The American Academy of Pediatrics is among several medical groups that support belts in school buses. Deaths and injuries could be reduced by 20 percent, the group says.
"If it gets kids into the habit of putting on seat belts, and if it does save a life, it is worthwhile even if it is not particularly cost-effective," said Dr. Howard L. Taras, a San Diego pediatrician on the academy's school health committee.
Among the pluses: Mandatory belt use would virtually eliminate the risk of ejection during an accident and would keep students in their seats, some say.
"Anyone restrained by a seat belt, for the most part, is less likely to be killed -- we've known that for decades," said Mark Edwards, managing director of traffic safety for AAA.
Yet Edwards is among those who say belts on buses are not necessary.
"The people most at risk in a school bus crash are the people in the car that hit it," he said. "If you're worried about your children's safety, put them on a school bus."

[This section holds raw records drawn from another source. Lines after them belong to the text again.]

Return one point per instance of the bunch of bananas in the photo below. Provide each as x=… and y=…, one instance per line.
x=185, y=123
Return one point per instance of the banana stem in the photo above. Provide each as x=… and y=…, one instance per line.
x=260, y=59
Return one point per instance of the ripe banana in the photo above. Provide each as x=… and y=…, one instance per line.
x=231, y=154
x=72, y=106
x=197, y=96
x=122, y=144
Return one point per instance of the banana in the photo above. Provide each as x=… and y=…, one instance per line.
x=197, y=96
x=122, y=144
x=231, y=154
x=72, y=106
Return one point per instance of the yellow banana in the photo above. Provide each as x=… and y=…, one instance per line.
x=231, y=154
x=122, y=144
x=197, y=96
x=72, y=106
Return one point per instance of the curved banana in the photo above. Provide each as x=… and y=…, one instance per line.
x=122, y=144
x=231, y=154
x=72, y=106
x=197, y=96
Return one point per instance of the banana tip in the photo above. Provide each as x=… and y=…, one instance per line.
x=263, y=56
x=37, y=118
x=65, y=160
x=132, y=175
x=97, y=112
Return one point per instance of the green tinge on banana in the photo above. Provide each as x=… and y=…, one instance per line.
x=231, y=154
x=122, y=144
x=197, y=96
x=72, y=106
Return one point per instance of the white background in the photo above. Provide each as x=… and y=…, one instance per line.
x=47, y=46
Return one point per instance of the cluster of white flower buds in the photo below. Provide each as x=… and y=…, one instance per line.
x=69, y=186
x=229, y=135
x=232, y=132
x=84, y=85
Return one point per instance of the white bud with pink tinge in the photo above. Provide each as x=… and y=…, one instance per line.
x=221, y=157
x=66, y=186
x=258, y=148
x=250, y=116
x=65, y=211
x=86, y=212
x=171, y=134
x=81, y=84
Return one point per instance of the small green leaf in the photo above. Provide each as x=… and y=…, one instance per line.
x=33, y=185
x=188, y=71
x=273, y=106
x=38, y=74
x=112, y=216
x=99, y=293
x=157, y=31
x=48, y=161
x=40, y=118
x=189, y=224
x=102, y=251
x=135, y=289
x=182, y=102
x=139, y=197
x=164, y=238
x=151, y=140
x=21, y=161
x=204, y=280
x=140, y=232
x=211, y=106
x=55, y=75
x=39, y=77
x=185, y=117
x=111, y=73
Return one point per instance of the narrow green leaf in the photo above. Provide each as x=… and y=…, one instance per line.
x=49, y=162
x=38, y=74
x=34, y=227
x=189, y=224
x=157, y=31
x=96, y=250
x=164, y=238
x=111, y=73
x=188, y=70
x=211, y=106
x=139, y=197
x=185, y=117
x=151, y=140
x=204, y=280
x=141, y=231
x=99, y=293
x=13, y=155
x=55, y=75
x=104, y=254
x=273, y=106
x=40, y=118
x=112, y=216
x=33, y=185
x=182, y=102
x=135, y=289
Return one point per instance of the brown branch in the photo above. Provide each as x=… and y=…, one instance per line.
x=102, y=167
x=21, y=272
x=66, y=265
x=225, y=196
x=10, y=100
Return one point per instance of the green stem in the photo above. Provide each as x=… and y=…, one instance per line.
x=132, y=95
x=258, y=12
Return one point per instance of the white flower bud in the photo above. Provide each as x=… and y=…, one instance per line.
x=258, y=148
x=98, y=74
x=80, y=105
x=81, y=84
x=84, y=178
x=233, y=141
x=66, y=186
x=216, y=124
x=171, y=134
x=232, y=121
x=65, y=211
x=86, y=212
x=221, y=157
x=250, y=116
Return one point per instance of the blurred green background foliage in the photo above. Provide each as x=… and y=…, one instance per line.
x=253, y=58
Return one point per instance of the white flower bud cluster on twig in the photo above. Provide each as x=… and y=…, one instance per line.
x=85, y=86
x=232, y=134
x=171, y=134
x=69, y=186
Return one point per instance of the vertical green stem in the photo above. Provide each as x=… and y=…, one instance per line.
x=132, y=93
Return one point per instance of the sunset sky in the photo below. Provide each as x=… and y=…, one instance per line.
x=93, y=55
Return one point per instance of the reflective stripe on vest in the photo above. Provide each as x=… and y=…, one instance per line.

In the Red House Run Elementary School district in Baltimore County, a school bus crash in June killed the driver, but did little to erase parents' questions about whether seat belts are necessary.
"At first, we all believed the buses should have them," said Tracey Boer, a PTA officer at the school and mother of three.
Then, she said, parents read about problems they'd never considered. Children on buses with seat belts used the metal buckles as weapons. They tied them across the aisle to trip each other. Horseplay might actually cause more problems, they reasoned.
Still, Boer said, a bus accident last year was the direct result of children "standing up and carrying on," blocking the driver's view and causing her to back into a tree. Would seat belts have made a difference?
"It's hard for parents to know which is best," said Boer.
When the transportation board meets Sept. 21, Black said he expects no rush to judgment. Any restraint system members supported would have to be proven safe for all passengers -- from the smallest kindergartners to high school fullbacks, he noted.
"We're going to have to see the test results to support it," he said. "A decision was made to endorse air bags prior to testing, and the net result is we had some people killed and injured who should not have been. We don't want to repeat that mistake."